Since the .rela section can grow fairly big, an additional optimization has been implemented that turns the kallsyms symbol table into a relative table as well. This saves a 24 byte RELA entry per kernel symbol, which adds up to around 1.5 MB for a arm64 defconfig kernel. Due to the obvious benefit, this optimization was enabled by default for all architectures except IA-64 and Tile in 64-bit mode (whose address space is too sparse to support this feature).

With the enhancement mentioned above, a 48-bit VA kernel (the default for arm64 defconfig) can reside at any 64 KB offset in the first half of the vmalloc space, which means the addresses allow for 30 bits of entropy to be used in randomization.

Virtual randomization of the module region

To prevent modules leaking the virtual address of core kernel data structures, the module region can be randomized fully independently from the core kernel. To this end, a 128 MB virtual region is chosen at boot time, and all module allocations are served from this area. Since the modules and the core kernel are likely to be loaded far away from each other (more than 128 MB, which is the maximum range of relative jump instructions), we also need to implement support for module PLTs, which contain veneers (i.e., trampolines) to bridge the distance between the jump instructions and their targets. Since module PLTs may have a performance impact, it is also possible to choose the module region such that it intersects the .text section of the core kernel, so that jumps via PLT veneers are only required in the unlikely event that the module region runs out of space.
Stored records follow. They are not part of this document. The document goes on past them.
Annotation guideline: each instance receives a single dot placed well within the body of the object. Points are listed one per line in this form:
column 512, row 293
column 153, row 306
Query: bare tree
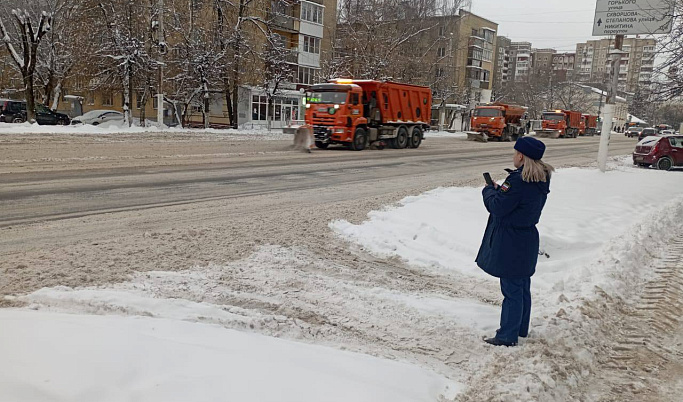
column 30, row 28
column 669, row 73
column 120, row 25
column 62, row 48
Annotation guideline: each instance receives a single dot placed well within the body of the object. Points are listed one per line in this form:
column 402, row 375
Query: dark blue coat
column 510, row 245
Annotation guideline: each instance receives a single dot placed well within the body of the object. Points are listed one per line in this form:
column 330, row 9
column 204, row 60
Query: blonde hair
column 536, row 170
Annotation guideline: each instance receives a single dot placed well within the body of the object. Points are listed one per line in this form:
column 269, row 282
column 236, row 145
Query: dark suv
column 12, row 111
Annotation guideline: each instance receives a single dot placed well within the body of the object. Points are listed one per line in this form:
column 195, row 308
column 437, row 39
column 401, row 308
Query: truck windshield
column 487, row 112
column 326, row 97
column 556, row 117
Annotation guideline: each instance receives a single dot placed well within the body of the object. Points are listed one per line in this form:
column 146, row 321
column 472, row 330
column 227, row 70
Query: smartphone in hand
column 487, row 177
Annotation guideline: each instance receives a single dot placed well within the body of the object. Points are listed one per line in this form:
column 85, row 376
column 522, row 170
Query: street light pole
column 610, row 103
column 162, row 52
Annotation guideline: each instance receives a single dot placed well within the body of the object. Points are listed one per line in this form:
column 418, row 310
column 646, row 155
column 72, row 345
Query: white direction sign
column 632, row 17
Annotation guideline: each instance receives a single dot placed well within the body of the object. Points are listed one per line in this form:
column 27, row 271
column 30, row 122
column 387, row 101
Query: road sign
column 632, row 17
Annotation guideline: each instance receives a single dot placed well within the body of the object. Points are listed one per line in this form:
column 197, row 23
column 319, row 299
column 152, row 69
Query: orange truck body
column 591, row 124
column 564, row 122
column 498, row 120
column 359, row 113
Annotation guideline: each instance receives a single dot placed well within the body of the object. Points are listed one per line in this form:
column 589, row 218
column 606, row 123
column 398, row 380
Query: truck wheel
column 401, row 140
column 360, row 139
column 416, row 138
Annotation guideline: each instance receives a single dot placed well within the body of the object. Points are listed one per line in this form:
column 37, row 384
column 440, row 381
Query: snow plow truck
column 498, row 121
column 362, row 113
column 560, row 124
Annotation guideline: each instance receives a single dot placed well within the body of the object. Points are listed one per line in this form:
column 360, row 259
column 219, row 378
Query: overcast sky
column 558, row 24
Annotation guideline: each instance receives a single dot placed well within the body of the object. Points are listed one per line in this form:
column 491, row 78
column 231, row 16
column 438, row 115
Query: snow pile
column 601, row 232
column 63, row 357
column 441, row 230
column 445, row 134
column 108, row 128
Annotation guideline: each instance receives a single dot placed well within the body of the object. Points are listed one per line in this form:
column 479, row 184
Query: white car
column 97, row 117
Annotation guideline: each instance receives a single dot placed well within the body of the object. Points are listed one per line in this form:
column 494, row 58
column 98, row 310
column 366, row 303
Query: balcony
column 292, row 56
column 282, row 18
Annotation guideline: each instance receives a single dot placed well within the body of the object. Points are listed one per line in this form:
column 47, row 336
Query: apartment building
column 502, row 61
column 563, row 66
column 520, row 61
column 542, row 61
column 637, row 62
column 474, row 59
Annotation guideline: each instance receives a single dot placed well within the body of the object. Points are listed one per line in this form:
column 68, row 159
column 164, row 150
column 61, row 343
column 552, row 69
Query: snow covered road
column 394, row 292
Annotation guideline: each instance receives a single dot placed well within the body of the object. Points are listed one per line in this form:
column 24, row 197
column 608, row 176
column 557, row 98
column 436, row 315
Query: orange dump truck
column 360, row 113
column 560, row 123
column 496, row 120
column 591, row 124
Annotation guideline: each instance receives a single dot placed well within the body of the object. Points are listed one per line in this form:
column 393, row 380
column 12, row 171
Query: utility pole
column 610, row 103
column 162, row 52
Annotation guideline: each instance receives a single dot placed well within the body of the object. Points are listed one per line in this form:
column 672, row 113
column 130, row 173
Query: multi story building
column 637, row 62
column 502, row 61
column 474, row 57
column 542, row 61
column 563, row 66
column 520, row 61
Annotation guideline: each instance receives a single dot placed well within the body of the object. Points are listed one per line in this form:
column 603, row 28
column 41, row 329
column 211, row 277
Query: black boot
column 497, row 342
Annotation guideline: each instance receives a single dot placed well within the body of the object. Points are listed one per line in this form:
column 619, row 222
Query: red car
column 663, row 152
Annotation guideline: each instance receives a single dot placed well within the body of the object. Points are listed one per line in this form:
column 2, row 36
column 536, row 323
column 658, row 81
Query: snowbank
column 441, row 230
column 119, row 128
column 445, row 134
column 65, row 357
column 602, row 233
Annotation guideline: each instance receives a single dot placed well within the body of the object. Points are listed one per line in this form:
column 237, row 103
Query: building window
column 311, row 45
column 311, row 13
column 307, row 75
column 139, row 97
column 107, row 98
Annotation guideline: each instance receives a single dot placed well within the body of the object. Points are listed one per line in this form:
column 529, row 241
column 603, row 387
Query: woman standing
column 509, row 250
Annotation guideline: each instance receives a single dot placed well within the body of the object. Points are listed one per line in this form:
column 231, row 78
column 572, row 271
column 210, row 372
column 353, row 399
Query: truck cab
column 359, row 113
column 554, row 120
column 489, row 120
column 334, row 111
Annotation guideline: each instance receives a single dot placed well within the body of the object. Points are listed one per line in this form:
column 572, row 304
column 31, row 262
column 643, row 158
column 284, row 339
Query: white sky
column 558, row 24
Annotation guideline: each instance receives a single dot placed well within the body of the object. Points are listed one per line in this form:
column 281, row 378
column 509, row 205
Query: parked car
column 647, row 132
column 46, row 116
column 12, row 111
column 15, row 112
column 97, row 117
column 663, row 152
column 633, row 132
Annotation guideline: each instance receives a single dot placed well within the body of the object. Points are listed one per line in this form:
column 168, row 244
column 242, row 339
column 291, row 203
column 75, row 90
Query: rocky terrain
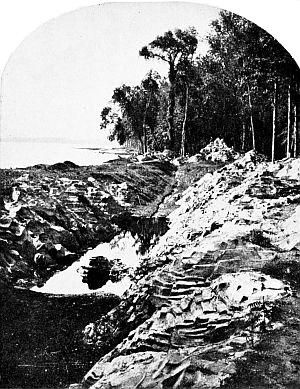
column 210, row 302
column 212, row 297
column 50, row 215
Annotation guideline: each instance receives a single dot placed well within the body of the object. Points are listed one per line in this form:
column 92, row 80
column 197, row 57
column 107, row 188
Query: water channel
column 128, row 249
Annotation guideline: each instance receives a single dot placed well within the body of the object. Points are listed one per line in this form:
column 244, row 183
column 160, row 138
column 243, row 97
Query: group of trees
column 246, row 89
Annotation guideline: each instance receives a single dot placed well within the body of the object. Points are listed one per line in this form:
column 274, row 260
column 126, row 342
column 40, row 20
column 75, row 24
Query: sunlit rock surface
column 50, row 215
column 206, row 283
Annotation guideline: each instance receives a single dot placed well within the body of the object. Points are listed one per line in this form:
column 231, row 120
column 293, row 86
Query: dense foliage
column 245, row 90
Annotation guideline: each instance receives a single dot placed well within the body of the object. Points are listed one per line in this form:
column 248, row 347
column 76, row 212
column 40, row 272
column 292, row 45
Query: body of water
column 25, row 154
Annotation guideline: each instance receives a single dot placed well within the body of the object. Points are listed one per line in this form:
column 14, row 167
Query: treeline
column 246, row 89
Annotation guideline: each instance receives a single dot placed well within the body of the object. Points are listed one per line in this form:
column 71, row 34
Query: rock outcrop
column 50, row 215
column 205, row 281
column 216, row 151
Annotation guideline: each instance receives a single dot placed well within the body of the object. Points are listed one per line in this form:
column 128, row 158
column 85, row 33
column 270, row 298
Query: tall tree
column 172, row 48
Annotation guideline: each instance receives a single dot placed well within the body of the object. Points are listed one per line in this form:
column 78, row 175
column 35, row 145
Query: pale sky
column 60, row 77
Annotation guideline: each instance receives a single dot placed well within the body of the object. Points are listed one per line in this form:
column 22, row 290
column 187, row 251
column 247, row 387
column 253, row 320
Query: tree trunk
column 144, row 123
column 251, row 119
column 274, row 120
column 288, row 137
column 183, row 131
column 243, row 137
column 171, row 106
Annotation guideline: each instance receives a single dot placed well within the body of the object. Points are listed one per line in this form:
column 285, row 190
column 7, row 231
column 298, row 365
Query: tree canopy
column 245, row 89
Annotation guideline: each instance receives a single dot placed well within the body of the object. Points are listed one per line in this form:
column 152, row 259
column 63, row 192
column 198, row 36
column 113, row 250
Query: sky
column 58, row 79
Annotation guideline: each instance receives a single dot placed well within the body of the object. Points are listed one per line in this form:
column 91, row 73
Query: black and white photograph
column 149, row 195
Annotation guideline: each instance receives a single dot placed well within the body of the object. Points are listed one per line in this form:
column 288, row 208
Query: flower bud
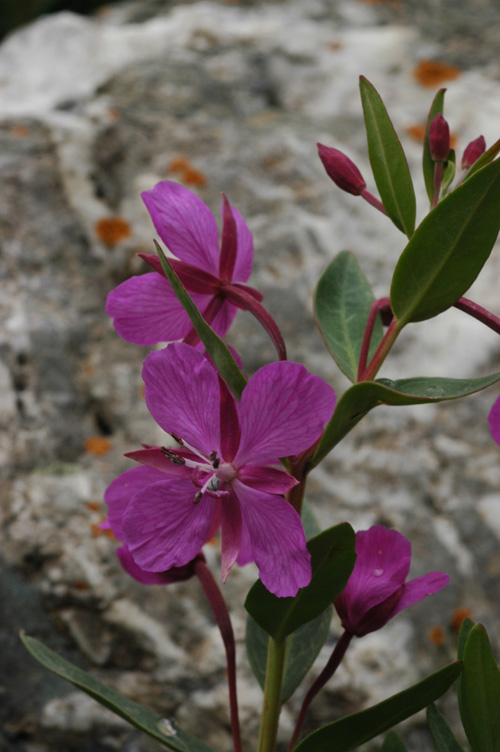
column 439, row 139
column 473, row 151
column 342, row 170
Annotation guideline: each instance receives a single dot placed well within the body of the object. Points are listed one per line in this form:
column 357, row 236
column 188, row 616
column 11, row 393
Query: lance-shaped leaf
column 352, row 730
column 393, row 743
column 332, row 561
column 388, row 160
column 342, row 303
column 427, row 161
column 479, row 693
column 302, row 649
column 216, row 347
column 360, row 398
column 163, row 730
column 448, row 249
column 443, row 736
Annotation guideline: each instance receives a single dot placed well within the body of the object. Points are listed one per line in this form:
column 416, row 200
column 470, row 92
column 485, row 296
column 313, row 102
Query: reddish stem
column 378, row 306
column 373, row 200
column 223, row 620
column 327, row 673
column 478, row 312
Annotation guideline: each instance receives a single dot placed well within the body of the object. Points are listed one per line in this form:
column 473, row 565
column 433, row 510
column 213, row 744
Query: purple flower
column 439, row 139
column 117, row 497
column 224, row 471
column 341, row 170
column 494, row 420
column 144, row 308
column 473, row 151
column 377, row 589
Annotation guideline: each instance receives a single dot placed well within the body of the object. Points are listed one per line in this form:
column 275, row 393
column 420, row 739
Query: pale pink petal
column 382, row 565
column 417, row 589
column 185, row 224
column 277, row 539
column 162, row 526
column 230, row 532
column 145, row 310
column 269, row 479
column 121, row 491
column 494, row 420
column 244, row 252
column 182, row 395
column 283, row 411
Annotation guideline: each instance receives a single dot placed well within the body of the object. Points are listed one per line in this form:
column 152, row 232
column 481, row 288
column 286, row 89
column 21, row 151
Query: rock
column 232, row 98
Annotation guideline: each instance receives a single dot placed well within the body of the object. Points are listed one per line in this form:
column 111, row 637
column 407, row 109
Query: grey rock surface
column 229, row 98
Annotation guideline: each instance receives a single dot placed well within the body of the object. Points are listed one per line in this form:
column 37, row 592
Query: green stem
column 271, row 706
column 382, row 351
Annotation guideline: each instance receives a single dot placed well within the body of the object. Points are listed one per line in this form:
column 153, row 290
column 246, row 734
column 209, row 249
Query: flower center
column 208, row 472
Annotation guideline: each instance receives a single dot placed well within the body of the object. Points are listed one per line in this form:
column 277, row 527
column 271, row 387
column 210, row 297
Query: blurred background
column 98, row 103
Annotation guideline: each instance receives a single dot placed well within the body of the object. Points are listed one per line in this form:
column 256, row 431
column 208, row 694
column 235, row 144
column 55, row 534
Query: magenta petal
column 244, row 253
column 185, row 224
column 283, row 411
column 120, row 492
column 231, row 532
column 417, row 589
column 154, row 457
column 163, row 528
column 176, row 574
column 268, row 479
column 182, row 395
column 277, row 539
column 145, row 310
column 494, row 421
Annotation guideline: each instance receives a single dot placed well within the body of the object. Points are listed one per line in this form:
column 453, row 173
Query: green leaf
column 352, row 730
column 393, row 743
column 332, row 560
column 427, row 161
column 479, row 693
column 145, row 720
column 342, row 303
column 360, row 398
column 302, row 650
column 448, row 249
column 216, row 347
column 443, row 736
column 388, row 160
column 488, row 156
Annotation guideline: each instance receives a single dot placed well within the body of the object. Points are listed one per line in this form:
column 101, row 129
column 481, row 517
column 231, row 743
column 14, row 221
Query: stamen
column 172, row 456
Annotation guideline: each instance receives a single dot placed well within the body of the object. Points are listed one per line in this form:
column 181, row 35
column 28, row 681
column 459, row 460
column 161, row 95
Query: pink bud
column 439, row 139
column 342, row 170
column 473, row 151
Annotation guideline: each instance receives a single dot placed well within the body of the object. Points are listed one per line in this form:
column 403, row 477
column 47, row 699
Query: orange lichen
column 110, row 230
column 188, row 173
column 97, row 445
column 416, row 131
column 437, row 636
column 80, row 585
column 459, row 615
column 433, row 73
column 19, row 131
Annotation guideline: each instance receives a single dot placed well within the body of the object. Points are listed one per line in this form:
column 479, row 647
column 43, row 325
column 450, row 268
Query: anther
column 172, row 456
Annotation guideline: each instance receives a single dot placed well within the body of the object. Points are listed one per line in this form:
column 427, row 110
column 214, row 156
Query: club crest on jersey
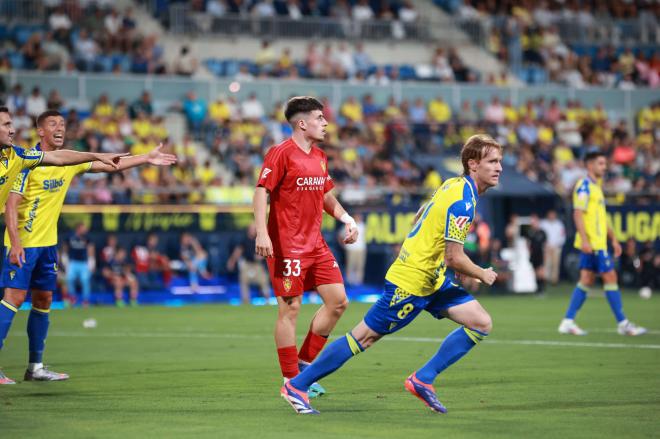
column 459, row 221
column 398, row 296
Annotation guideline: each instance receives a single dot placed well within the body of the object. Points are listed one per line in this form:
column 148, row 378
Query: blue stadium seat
column 231, row 67
column 123, row 61
column 16, row 60
column 538, row 75
column 215, row 66
column 23, row 33
column 407, row 72
column 104, row 63
column 303, row 71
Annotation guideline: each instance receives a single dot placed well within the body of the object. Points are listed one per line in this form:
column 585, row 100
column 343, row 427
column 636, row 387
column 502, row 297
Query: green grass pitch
column 212, row 372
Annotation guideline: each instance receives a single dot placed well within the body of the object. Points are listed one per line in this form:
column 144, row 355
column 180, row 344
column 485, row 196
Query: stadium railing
column 83, row 89
column 183, row 20
column 22, row 11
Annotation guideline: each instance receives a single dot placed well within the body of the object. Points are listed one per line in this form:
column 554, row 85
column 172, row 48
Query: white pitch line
column 93, row 333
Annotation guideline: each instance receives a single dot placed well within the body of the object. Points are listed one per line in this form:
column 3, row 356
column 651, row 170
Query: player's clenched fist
column 489, row 276
column 351, row 234
column 264, row 247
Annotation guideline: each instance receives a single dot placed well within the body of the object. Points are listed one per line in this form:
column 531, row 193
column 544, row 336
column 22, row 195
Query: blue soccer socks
column 7, row 313
column 453, row 348
column 331, row 358
column 614, row 298
column 577, row 300
column 38, row 323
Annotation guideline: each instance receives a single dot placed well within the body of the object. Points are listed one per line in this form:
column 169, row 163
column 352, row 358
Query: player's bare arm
column 457, row 260
column 578, row 217
column 16, row 252
column 263, row 246
column 419, row 213
column 334, row 208
column 615, row 242
column 65, row 157
column 155, row 157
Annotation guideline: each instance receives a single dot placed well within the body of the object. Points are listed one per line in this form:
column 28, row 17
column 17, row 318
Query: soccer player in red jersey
column 295, row 174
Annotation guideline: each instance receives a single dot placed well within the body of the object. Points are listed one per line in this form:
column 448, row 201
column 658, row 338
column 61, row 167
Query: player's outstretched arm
column 457, row 260
column 616, row 246
column 155, row 157
column 65, row 157
column 16, row 251
column 419, row 213
column 263, row 245
column 578, row 217
column 334, row 208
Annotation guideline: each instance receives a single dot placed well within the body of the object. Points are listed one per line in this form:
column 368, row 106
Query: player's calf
column 4, row 379
column 426, row 393
column 297, row 399
column 43, row 374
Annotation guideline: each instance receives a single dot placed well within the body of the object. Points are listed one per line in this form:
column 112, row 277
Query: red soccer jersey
column 297, row 182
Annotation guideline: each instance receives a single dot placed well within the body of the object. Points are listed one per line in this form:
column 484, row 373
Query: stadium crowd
column 569, row 41
column 374, row 150
column 87, row 36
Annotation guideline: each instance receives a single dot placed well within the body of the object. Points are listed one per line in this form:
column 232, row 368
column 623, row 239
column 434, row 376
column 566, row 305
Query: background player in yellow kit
column 591, row 236
column 425, row 276
column 32, row 212
column 14, row 159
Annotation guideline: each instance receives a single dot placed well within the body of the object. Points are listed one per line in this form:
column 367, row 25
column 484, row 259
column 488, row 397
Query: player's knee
column 42, row 301
column 15, row 298
column 290, row 310
column 339, row 307
column 483, row 323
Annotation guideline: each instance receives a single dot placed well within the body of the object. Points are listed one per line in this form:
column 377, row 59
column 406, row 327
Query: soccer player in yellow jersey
column 32, row 211
column 425, row 276
column 14, row 159
column 591, row 236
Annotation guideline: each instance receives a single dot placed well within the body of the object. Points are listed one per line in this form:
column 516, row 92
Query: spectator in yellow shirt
column 439, row 111
column 103, row 107
column 219, row 111
column 352, row 110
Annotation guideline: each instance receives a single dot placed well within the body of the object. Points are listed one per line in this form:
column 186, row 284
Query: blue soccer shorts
column 39, row 271
column 598, row 261
column 396, row 308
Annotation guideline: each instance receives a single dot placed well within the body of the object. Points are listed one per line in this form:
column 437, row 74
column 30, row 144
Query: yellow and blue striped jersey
column 43, row 190
column 420, row 268
column 13, row 160
column 588, row 197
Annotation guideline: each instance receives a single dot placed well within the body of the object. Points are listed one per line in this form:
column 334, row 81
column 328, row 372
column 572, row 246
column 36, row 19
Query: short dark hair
column 477, row 147
column 45, row 115
column 592, row 154
column 301, row 104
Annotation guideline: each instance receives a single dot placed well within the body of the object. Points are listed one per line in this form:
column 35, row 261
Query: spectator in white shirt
column 86, row 50
column 264, row 9
column 407, row 12
column 252, row 108
column 36, row 103
column 556, row 237
column 58, row 20
column 294, row 10
column 362, row 11
column 216, row 8
column 494, row 111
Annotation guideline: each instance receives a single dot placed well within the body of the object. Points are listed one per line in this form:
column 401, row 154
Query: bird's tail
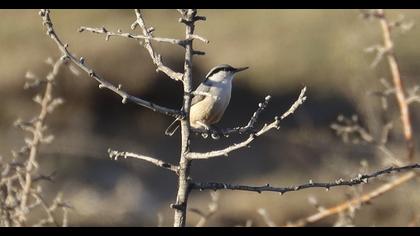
column 172, row 128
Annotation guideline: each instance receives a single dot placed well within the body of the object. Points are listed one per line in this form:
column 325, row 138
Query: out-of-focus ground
column 285, row 49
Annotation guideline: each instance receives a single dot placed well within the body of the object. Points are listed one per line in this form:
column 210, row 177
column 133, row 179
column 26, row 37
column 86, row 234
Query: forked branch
column 45, row 14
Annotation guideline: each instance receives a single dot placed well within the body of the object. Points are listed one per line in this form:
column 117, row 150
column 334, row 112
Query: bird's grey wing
column 202, row 88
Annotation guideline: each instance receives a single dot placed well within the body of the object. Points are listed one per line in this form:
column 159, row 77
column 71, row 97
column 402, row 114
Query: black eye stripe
column 224, row 68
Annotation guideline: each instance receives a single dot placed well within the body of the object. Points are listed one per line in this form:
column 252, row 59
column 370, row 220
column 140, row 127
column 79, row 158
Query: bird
column 211, row 98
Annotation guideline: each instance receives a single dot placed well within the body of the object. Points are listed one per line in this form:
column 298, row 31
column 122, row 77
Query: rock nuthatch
column 210, row 99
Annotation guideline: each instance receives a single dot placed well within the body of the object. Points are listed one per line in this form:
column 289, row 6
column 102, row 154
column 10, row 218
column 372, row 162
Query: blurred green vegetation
column 285, row 49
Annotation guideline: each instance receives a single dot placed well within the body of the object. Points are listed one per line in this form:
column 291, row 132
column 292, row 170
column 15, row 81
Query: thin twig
column 360, row 179
column 45, row 14
column 157, row 59
column 108, row 35
column 37, row 138
column 398, row 84
column 348, row 204
column 113, row 154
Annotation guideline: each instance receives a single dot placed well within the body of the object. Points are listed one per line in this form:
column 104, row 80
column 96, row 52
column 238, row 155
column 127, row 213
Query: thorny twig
column 45, row 14
column 403, row 103
column 356, row 201
column 113, row 154
column 20, row 193
column 360, row 179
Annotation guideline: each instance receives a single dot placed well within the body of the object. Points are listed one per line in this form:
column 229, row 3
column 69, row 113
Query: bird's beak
column 241, row 69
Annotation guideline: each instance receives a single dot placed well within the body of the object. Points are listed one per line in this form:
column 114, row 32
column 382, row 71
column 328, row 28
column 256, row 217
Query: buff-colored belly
column 208, row 111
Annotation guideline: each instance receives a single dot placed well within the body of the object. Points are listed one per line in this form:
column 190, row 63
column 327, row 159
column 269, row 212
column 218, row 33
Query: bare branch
column 398, row 84
column 45, row 14
column 157, row 60
column 360, row 179
column 113, row 154
column 108, row 35
column 264, row 129
column 356, row 201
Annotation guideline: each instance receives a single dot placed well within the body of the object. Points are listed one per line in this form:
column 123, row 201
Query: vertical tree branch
column 396, row 78
column 184, row 164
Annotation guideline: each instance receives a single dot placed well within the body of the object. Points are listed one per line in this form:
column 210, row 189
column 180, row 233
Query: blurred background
column 285, row 49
Virtual randomization of the linear region

The linear mapping covers all RAM pages in the order that they appear in the physical address space. Since the virtual area reserved for the linear mapping is typically much larger than the actual physical footprint of RAM (i.e., the distance between the first and the last usable RAM pages, including all holes between them), the placement of those pages inside the linear mapping can be randomized as well. This will make heap allocations via the linear mapping (i.e., kmalloc()) less predictable. Since there is a performance concern associated with the relative alignment between physical and virtual mappings (e.g., on 4 KB pages, RAM will be mapped at 1 GB granularity if the virtual and physical addresses modulo 1 GB are equal), this randomization is coarse grained, but still an improvement over a fully deterministic one. (The size of the linear region is typically at least 256 GB)

How to enable it

Randomization requires a good source of entropy, and arm64 does not have an architected means of obtaining entropy (e.g., via an instruction), nor does its early execution environment have access to platform specific peripherals that can supply such entropy. This means it is left to the bootloader to generate a KASLR seed, and pass it to the core kernel via the /chosen/kaslr-seed DT property.

For platforms that boot via UEFI, the UEFI stub in the arm64 kernel will attempt to locate the EFI_RNG_PROTOCOL, and invoke it to supply a kaslr-seed. On top of that, it will use this protocol to randomize the physical load address of the kernel Image.
QEMU in UEFI mode supports this protocol if the virtio-rng-pci device is made available. Bare metal platforms like the Celloboard or QDF2432 implement this protocol natively as well.

To enable the KASLR feature, the kernel needs to be built with CONFIG_RANDOMIZE_BASE=y.